By R.U. Sirius
One worthy meme that spread among segments of the global population during the second half of the 20th Century was the idea that war had become obsolete.
Throughout human history (and prehistory), families, tribes and nations had believed that these violent conflicts were necessary or even helpful to their survival and/or prosperity and — the horrors aside — that sort of worked out for the victors most of the time. But with the introduction and use of the atomic bomb in 1945, whole systems thinkers and peace activists started spreading the notion that now that we had weapons that constituted an existential threat, the human drive towards war was now nothing but a menace to our survival and prosperity.

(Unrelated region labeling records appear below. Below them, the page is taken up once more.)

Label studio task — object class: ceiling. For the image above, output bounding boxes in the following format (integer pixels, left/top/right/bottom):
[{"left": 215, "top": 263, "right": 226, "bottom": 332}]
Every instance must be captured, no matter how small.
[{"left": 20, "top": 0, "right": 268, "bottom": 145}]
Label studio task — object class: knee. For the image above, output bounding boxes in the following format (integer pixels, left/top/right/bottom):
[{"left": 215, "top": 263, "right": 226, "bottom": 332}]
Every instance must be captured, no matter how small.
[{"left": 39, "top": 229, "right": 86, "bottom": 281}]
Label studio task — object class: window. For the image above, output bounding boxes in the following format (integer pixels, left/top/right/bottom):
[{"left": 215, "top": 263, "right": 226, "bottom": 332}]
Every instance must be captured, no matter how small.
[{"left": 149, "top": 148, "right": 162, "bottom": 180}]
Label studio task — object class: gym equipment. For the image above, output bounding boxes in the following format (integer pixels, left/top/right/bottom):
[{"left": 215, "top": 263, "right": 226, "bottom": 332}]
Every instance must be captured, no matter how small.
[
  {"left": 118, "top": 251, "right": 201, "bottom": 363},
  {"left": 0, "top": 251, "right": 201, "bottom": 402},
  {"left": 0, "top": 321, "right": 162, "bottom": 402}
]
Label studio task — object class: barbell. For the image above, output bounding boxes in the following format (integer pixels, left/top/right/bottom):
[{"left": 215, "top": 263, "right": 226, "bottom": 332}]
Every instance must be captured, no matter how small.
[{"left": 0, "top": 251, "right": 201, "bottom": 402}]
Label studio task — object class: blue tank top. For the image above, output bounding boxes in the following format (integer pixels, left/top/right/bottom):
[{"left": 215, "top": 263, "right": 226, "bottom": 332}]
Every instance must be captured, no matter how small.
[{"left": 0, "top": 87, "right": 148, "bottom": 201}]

With the passage of time, and even with the development of the hydrogen bomb and the spread of weaponized nukes to at least eight nations, we have, broadly speaking, become smug about the nuclear holocaust that haunted the 20th Century imagination. There are two flavors of smug involved. Flavor one is MAD — Mutually Assured Destruction. No nation, however bizarre its politics, will launch a nuclear strike because that nation would immediately thereafter be reduced to cinders. The other flavor of smug is that a limited nuclear exchange would not be that apocalyptic. I happen to think that both the environment and the “economy” and our sort of collective psyche are all way more fragile than some would like us to believe and that a limited nuclear exchange would bring about some sort of chain reaction that would bring about a new level of social chaos that nobody actually wants to experience, but I certainly can’t prove it.
But beyond that, there is the fact that with biotech, AI, nanotech and other technologies we will soon have more powerfully devastating weapons that will constitute — even more definitively — an existential threat.
This is one of the reasons that I cringe whenever upbeat futurists toss in glib segments about the future of weaponry and warfare in articles and books about how awesome the future will be, often without even acknowledging the actual nature of what they’re writing or talking about.
So I’m sticking with one of my favorite 20th century hippie-dippie memes — war is obsolete. But with a 21st Century twist… if it’s definitively part of human nature — if it absolutely can’t be fixed by changing the conditions in which humans live, then we’ll have to change human nature itself.
Meanwhile, have a fun Memorial Day weekend and spare a thought for the common foot soldier (and the stay at home voter).